Target Apps
NOTE: Target Apps are an Enterprise-only feature. To upgrade to Enterprise, reach out to our Sales team here.
Motivation
There are two main attributes you can add to SDK Keys which restrict their access to certain configs or config definitions - Environments and Target Apps. A “Target App” is a user defined abstraction tied to entities in your Statsig Project which can be linked to one or more SDK Keys. Target apps should be things like your "Android" or "iOS" apps, or could be more restricted to specific services like "Search" and "Feed" which may span both client and server usage.
Defining and using Target Apps is a best practice when using Statsig at large scale, and has two main benefits:
- Performance: removing unused entities from the payload to your Statsig SDK integration will speed up the initialization time and reduce the amount of data that is stored in any local caches or data stores
- Security: you may not want to expose certain gates/experiments/configs to the client side, or to the client key which is easily found in your client app. Specifying a target app for your client key and ONLY linking that to client specific gates/configs/experiments hides those from prying eyes
NOTE: Before using target apps as a solution, consider if you can instead use separate projects for your Statsig integrations. Note that gates/experiments/metrics are restricted to a single Statsig project, so if you need to share any of those across apps or services, its best to use a Target App instead. But if your services or apps always have distinct gates/experiments/metrics, using a separate project might be a better solution.

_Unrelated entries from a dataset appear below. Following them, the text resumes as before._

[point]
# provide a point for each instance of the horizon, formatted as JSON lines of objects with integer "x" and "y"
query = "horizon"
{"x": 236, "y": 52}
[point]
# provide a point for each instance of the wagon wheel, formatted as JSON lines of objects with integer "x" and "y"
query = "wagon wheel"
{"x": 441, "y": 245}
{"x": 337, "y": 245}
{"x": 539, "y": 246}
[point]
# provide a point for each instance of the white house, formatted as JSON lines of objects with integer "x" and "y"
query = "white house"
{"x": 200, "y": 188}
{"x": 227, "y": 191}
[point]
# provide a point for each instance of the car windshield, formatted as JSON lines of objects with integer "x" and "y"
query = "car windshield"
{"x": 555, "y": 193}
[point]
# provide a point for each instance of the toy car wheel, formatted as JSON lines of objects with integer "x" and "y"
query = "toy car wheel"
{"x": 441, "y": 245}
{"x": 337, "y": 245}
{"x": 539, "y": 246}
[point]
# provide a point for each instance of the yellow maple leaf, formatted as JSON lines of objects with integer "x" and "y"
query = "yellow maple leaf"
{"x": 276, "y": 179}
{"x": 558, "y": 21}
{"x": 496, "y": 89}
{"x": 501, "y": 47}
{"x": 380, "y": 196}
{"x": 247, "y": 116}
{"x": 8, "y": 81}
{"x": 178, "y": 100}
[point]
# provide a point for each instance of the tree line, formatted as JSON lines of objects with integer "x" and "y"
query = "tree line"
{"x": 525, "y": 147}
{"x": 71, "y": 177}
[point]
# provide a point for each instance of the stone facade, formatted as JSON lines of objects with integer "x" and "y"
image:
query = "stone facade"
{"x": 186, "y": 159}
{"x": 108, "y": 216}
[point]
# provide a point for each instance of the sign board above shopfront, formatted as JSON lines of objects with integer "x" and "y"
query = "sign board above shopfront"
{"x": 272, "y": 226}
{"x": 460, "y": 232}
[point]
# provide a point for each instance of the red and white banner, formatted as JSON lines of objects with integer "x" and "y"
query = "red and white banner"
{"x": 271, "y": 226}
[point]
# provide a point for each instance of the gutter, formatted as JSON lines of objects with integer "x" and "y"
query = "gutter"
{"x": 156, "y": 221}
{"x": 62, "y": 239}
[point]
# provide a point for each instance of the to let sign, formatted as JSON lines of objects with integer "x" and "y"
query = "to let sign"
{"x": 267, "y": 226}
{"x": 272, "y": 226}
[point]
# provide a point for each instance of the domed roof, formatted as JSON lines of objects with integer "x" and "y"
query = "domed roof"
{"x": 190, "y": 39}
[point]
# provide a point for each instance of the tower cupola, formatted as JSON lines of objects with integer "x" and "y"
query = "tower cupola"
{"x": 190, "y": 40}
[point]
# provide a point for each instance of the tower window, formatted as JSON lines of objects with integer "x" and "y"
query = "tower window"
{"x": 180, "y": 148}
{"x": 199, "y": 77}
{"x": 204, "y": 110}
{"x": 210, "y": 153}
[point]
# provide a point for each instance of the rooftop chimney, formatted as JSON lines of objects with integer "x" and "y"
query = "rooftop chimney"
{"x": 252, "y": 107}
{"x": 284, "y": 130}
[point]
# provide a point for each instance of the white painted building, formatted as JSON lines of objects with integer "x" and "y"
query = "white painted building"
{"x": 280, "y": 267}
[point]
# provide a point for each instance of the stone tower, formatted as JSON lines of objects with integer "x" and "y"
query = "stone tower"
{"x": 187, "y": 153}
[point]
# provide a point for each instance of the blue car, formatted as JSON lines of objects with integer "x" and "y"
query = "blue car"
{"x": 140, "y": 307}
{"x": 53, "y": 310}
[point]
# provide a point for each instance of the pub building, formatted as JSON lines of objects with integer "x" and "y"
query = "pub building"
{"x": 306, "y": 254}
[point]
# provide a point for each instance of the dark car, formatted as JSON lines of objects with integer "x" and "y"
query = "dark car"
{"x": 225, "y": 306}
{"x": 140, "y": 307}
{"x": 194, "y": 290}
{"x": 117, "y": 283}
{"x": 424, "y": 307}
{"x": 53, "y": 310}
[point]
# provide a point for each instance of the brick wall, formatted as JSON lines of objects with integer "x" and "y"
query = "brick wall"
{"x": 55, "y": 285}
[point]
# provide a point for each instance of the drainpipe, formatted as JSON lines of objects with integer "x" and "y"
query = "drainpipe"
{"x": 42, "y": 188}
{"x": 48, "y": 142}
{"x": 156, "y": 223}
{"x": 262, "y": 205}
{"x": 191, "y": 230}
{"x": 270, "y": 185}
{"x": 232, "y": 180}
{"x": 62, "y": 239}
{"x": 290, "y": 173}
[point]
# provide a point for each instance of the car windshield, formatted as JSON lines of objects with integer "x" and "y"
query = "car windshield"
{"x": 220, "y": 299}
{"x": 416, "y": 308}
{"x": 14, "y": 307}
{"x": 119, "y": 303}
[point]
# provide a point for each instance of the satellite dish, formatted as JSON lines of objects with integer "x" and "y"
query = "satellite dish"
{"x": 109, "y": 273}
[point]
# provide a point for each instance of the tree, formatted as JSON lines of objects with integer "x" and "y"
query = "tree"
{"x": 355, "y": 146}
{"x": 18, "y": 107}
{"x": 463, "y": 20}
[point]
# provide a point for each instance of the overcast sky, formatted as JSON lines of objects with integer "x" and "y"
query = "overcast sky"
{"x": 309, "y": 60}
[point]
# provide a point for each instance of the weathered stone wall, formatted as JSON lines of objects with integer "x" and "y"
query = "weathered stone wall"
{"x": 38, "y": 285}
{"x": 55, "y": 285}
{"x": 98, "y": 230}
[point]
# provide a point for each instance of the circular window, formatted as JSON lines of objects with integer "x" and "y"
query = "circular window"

If you have an existing Statsig project with multiple SDK integrations, Statsig will help you to bootstrap your Target Apps by suggesting existing entities to tag which have historically recorded checks from that specific SDK.
Configuring Target Apps
Project Setup
Start by going to Manage Account > Keys and Environments. There you will find a Target Apps section.
Create a target app, or use one that is suggested based on your current SDK exposure logs.
Associating a Feature Gate with a Target App
If you wish to verify the suggestions you added in the initial setup, or add additional entities to the target app, you can do so from that entity itself.
For example, navigate to the Feature Gates tab, and then select a specific gate.
In the header for that gate, you can view and edit the target app(s) applied to that gate.
Repeat this flow for the Dynamic Configs and Experiments that are used by this Target App.
Associating an SDK Key with a Target App
Finally, return to your Product Configuration > Target Application page. You're ready to restrict a certain key to a certain target app.
Select the SDK Key you wish to restrict to the set of Target App entities.
Under Actions, trigger the dropdown menu
Then select the target app(s) to apply to that key.
When bootstrapping a Client SDK from a Server SDK, you'll need the server SDK to have access to all of the gates/experiments/configs needed both for server and client. If you have separate target apps for client and server SDKs, you should apply both target apps to the server key you're using.
Then, to filter the boostrapping response to a specific target app, add a client key with that target app applied to the getClientInitializeResponse call.
Debugging
To debug SDK evaluations which may be impacted by your Target App configuration, use the Diagnostics tab for any entity.
In this Feature Gate example, the Exposure Stream at the bottom will show the Target App associated with any checks if the SDK key used to check it has a Target App applied. If any exposures for that entity do not have a matching Target App, it will be flagged with a warning.